Tag Archives: audio analytics

How Does AI-Generated Voice Affect Online Content Creation? Evidence from TikTok

Zhang, Xiaoke, Mi Zhou, Gene Moo Lee (2022) How Does AI-Generated Voice Affect Online Content Creation? Evidence from TikTokWork-in-progress.

Video is one of the fastest-growing online services offered to consumers. A growing number of people today are participating in video creation and consumption in the digital economy. We study whether and how AI-generated voice affects users’ routine efforts and creative efforts in online video creation. Using a unique dataset of 2,617 creators and 273,244 videos collected from TikTok over a 25-week period, we first exploit deep learning models to detect the adoption of AI-generated voice from massive video data. Then we estimate its treatment effect on creators and viewers using a difference-in-differences model coupled with propensity score matching. We find that AI-generated voice increases creators’ routine effort and creative effort in the short term. While it has a long-lasting effect on improving the efficiency of video creation, AI-generated voice cannot consistently motivate creators to include more information in videos, and might even be detrimental to their creative effort in the long term. Our study provides the first empirical evidence on how AI tools reshape video content creation patterns on online platforms, which carries important managerial implications for individual creators, platforms, and policymakers in the digital economy.

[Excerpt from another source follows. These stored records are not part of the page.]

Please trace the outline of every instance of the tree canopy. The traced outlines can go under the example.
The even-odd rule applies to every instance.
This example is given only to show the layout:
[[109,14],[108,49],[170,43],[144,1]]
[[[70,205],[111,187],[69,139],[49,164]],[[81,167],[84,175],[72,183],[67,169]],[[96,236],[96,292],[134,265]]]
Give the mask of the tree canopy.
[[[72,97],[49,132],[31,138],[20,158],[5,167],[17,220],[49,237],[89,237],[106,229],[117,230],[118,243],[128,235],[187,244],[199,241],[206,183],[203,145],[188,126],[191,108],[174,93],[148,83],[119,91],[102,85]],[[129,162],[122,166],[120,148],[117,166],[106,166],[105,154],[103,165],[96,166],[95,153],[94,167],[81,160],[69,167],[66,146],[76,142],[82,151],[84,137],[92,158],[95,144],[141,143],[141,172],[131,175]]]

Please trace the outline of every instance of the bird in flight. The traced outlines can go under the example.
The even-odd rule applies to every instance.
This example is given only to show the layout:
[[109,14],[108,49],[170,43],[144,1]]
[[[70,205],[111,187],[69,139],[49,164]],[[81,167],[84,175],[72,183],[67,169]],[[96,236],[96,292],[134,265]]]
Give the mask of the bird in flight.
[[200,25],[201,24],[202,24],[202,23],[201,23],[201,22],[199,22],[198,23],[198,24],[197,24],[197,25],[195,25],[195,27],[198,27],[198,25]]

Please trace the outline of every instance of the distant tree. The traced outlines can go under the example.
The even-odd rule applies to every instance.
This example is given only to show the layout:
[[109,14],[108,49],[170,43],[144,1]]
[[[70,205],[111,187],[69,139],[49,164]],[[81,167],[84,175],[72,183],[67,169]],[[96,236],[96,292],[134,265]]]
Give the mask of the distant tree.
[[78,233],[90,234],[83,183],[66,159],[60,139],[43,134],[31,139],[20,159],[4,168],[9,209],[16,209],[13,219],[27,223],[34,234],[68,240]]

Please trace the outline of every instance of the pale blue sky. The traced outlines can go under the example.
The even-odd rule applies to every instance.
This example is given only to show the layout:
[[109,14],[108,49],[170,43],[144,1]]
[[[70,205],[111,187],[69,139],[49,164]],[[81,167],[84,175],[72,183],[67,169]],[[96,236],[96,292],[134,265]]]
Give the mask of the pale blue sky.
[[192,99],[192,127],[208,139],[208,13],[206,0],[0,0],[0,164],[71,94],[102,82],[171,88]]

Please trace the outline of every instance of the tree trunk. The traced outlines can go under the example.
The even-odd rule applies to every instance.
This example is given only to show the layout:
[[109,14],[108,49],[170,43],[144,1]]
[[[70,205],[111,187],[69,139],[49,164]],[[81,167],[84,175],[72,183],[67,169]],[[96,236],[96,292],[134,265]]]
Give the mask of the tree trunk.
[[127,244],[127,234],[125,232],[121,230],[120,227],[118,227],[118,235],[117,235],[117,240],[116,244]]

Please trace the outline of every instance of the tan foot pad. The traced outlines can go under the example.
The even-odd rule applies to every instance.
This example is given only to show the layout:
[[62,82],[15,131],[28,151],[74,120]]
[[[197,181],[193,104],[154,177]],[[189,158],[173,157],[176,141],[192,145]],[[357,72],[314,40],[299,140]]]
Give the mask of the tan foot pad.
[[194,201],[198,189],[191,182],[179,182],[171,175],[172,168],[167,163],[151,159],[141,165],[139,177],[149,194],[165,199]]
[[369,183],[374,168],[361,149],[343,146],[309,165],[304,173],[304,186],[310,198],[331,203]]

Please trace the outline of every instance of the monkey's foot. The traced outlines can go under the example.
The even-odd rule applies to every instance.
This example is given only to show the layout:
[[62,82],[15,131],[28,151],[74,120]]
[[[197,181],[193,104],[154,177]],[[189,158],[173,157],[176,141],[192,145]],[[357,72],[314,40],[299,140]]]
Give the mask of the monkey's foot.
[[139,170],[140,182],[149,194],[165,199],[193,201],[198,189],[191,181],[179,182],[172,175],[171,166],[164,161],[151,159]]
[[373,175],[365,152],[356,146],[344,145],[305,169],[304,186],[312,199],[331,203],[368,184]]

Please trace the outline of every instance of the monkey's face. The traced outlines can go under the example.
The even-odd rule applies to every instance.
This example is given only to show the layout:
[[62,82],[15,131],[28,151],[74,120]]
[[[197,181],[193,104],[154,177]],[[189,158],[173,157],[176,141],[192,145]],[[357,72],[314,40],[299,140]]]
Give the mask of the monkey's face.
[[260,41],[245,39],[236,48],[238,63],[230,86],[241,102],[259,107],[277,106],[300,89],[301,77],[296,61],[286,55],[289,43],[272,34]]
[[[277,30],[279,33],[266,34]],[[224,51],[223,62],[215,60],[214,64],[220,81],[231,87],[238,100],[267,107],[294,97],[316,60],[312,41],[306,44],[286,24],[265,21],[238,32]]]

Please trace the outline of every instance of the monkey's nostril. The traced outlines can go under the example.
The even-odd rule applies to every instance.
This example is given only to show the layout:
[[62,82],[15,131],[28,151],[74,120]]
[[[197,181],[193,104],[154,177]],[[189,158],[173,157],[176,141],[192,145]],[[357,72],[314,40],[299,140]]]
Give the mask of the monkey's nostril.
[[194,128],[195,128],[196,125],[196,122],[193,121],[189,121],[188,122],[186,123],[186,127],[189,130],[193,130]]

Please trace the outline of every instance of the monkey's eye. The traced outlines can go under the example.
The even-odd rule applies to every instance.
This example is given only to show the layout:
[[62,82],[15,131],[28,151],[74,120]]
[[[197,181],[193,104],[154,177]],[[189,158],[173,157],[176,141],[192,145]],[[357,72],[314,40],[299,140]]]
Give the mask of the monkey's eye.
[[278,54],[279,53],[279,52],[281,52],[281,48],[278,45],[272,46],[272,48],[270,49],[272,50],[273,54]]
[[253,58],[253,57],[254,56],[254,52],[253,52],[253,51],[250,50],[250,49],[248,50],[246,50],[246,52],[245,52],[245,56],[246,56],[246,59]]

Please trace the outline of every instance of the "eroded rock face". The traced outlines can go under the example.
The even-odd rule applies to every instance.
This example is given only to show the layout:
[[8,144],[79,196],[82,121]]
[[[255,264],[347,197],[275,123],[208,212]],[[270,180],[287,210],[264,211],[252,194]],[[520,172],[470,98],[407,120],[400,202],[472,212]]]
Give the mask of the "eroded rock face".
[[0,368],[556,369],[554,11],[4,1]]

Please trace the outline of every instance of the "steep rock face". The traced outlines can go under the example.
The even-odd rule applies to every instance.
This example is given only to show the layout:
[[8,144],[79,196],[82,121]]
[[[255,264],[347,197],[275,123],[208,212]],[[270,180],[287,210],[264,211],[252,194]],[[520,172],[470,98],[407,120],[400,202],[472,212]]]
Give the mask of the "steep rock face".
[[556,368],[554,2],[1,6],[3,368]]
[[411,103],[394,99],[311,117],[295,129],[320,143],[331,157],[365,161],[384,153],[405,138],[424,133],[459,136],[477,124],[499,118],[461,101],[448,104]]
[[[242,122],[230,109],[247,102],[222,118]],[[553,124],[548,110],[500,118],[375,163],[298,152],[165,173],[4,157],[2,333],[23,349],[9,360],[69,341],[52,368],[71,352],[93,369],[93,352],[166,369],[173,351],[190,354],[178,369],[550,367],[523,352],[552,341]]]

When Does Congruence Matter for Pre-roll Video Ads? The Effect of Multimodal, Ad-Content Congruence on the Ad Completion

Park, Sungho, Gene Moo Lee, Donghyuk Shin, Sang-Pil Han. “When Does Congruence Matter for Pre-roll Video Ads? The Effect of Multimodal, Ad-Content Congruence on the Ad Completion, Under Review [Submitted: June 27, 2022]

  • Previous title: Targeting Pre-Roll Ads using Video Analytics
  • Funded by Sauder Exploratory Research Grant 2020
  • Presented at Southern Methodist University (2020), University of Washington (2020), INFORMS (2020), AIMLBA (2020), WITS (2020), HKUST (2021), Maryland (2021), American University (2021), National University of Singapore (2021)
  • Research assistants: Raymond Situ, Miguel Valarao

Pre-roll video ads are gaining industry traction because the audience may be willing to watch an ad for a few seconds, if not the entire ad, before the desired content video is shown. Conversely, a popular skippable type of pre-roll video ads, which enables viewers to skip an ad in a few seconds, creates opportunity costs for advertisers and online video platforms when the ad is skipped. Against this backdrop, we employ a video analytics framework to extract multimodal features from ad and content videos, including auditory signals and thematic visual information, and probe into the effect of ad-content congruence at each modality using a random matching experiment conducted by a major video advertising platform. The present study challenges the widely held view that ads that match content are more likely to be viewed than those that do not, and investigates the conditions under which congruence may or may not work. Our results indicate that non-thematic auditory signal congruence between the ad and content is essential in explaining viewers’ ad completion, while thematic visual congruence is only effective if the viewer has sufficient attentional and cognitive capacity to recognize such congruence. The findings suggest that thematic videos demand more cognitive processing power than auditory signals for viewers to perceive ad-content congruence, leading to decreased ad viewing. Overall, these findings have significant theoretical and practical implications for understanding whether and when viewers construct congruence in the context of pre-roll video ads and how advertisers might target their pre-roll video ads successfully.